Heaven came in all shapes and sizes: whether a 34C, a hot Seattle’s Best, or a clear head. With sobriety, solid thinking had returned, but oddly enough, not the overriding need to have every woman who eyed him. LaMoia wanted something different now. More connection, less infatuation. He wasn’t sure what love was, but he thought that might be it. As a result, he stayed away from the “badgers” at the cop bars, the coworkers, the waitresses who came on to him, avoiding the urge to slip his hand between the jeans and the soft skin and light them up. God, how he had lived for that power, the ability to reduce a grown woman to outright need. They still called, leaving casual messages on his answering machine, the implications and invitations subtle but not misunderstood. They wanted him. Only months ago, he had let that want of theirs run his life, dictate his arrogance, demand his attention. And now he had to live with that past, and he found it embarrassing.
When the phone rang, he peeked at the caller-ID, dreading to play that role—the flirtation that came packaged with expectation. But the phone number proved familiar to him: the fifth floor. A case. Something to get him outside himself. He answered the phone: It was a jumper, a drowning. As good a way to start a night tour as any.

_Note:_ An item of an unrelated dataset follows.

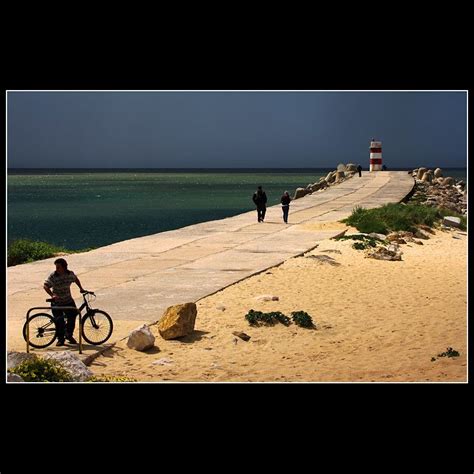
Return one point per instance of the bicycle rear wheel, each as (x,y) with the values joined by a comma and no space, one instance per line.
(97,327)
(42,330)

The bridge shook with traffic, making her knees dance. Daphne Matthews tucked her rain-dampened hair behind her right ear in a gesture that was more automatic than necessary because of the headband. Her hair fell into her face if she let it because of a haircut she didn’t like but could do nothing about. The result was a black velour headband that put a speed bump just behind her forehead and, she feared, made her ears stick out.
The blue emergency strobe lights from patrol cars, the amber lights of Search and Rescue, and the blinding white pulses from an ambulance whose services would not be required hurt her eyes to the point of headache. This, along with the rain and the vibrations coming up her legs, gave her a bout of vertigo. She reached out to steady herself but stopped at the last moment, discovering she had not yet donned the latex gloves required at any crime scene. Her hand locked instead around a forearm, nearly as hard as the steel bridge railing. When she realized this arm belonged to King County Deputy Sheriff Nathan Prair, she let go and stepped back and away.

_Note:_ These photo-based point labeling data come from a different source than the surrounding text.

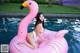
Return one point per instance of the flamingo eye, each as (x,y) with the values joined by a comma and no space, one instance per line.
(30,3)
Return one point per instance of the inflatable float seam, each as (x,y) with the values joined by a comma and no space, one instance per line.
(53,47)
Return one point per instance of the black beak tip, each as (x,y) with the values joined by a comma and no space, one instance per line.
(21,7)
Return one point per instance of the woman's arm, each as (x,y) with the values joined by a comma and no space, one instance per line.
(26,43)
(32,41)
(38,30)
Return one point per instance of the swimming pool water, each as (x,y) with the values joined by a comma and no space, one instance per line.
(9,27)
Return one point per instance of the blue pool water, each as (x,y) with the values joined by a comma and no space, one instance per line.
(9,27)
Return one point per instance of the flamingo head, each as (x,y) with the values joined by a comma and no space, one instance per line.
(32,5)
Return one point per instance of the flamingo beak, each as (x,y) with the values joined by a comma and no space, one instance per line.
(25,4)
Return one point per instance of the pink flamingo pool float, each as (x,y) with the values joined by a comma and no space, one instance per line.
(56,43)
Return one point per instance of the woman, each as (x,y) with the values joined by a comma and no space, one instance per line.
(34,37)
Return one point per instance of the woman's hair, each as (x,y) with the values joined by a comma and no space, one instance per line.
(38,21)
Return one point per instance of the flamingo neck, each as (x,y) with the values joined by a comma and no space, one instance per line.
(23,26)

“It’s been awhile, Daphne.”
“Deputy Prair.” She addressed him like a hostess to an uninvited dinner guest. Nathan Prair had been a client of hers—a patient. Departmental counseling following a shooting. She’d had to pass Prair off to a civilian colleague when he’d attached to her, professing he loved her. It had gotten to the point where thanking him or even speaking to him risked leading him on, sending some unintended signal.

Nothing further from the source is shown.